CyclingDuo wrote: ↑Mon Mar 30, 2020 9:03 am
Ben Mathew wrote: ↑Sun Mar 29, 2020 5:29 pm
Useful perspective. It's good to look at the earnings of the business instead of focusing only on price changes. Earnings will be hit, and it's hard to know if this crisis will be better or worse than others. But it will come back.
Agree. If we look at the S&P during recessions since the 1940's, time + patience is required of investors for the most part.
Some companies have already cut dividends, and there will be additional companies on that list that cut as a result of economic conditions. There will also be companies that continue with their dividends and even those that grow their dividends through this crisis. We will know in retrospect how this recession/bear market stacks up to prior ones to see if it surpasses the dividend cuts during the financial crisis or not...
I posted this on another thread in response to that table, posted by you or someone else I don't recall. It's a forward looking view, the current term structure of the S&P 500 quarterly dividend futures. First link is an easy to read graph from Seeking Alpha from around 10 days ago, second link is current prices on those futures from CME's site, basically similar
https://seekingalpha.com/article/433403 ... -s-economy
https://www.cmegroup.com/trading/equity ... index.html
Right now the market foresees a much larger drop in dividends by 2021 than in most previous stock downturns or recessions, about a 50% drop between 2020 Q1 and 2021 Q2 based on the Jun 2021 dividend futures price. I think this makes sense because companies will face a probably unprecedented drop in business volume (though with a very real possibility of a relatively rapid recovery at some point), plus govt aid to tide them over, with the political pressure that will come with that not to pay out money to parties other than workers and suppliers. Definitely not to buy back stock, but also probably to sacrifice dividends before making other cuts they might in a 'normal' down turn.
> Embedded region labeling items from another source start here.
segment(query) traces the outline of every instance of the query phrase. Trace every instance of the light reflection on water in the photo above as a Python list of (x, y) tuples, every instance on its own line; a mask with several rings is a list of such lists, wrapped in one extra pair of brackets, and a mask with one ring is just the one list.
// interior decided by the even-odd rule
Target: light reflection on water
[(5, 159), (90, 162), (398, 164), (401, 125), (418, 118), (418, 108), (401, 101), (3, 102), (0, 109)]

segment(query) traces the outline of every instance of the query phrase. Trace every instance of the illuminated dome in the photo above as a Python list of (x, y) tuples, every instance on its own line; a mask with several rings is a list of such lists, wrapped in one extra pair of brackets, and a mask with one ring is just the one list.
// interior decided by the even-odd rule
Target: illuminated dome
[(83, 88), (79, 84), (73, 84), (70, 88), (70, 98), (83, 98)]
Note, this is not a prediction of total return. Total return from now Jun 2021 could be terrific, terrible, or anywhere in between: that's impossible to predict, and neither the regular index futures nor the dividend futures give any clue about that. It's also not a prediction of which or how many companies go into Chapter 11. Cutting dividends is, obviously, a measure taken to avoid going into Chapter 11, successfully or not.
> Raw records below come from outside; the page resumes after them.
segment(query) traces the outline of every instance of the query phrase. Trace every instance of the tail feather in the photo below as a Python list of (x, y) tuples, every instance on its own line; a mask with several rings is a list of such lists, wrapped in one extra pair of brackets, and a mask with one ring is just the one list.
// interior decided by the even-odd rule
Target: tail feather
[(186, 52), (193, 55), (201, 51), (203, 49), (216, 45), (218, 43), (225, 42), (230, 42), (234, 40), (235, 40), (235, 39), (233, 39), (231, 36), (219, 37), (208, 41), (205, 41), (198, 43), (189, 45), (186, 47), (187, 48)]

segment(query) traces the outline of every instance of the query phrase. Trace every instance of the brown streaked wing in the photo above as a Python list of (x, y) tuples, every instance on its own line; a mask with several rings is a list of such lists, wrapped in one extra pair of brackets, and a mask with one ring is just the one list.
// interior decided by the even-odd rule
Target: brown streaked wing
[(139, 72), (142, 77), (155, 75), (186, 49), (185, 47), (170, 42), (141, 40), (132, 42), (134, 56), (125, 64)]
So in summary and as everybody knows or should, on a pre tax first order basis only total return matters, and lower or higher dividends don't necessarily mean lower or higher total return, 'all depends'. However there are secondary cash management, tax and psychological effects to investors 'living off income' if dividends get cut a lot. The market seems to expect that this time around.
Also this data is for the S&P as a whole, as is much of the backward looking data already posted. Neither would necessarily apply 1:1 to the high dividend paying sector of the index.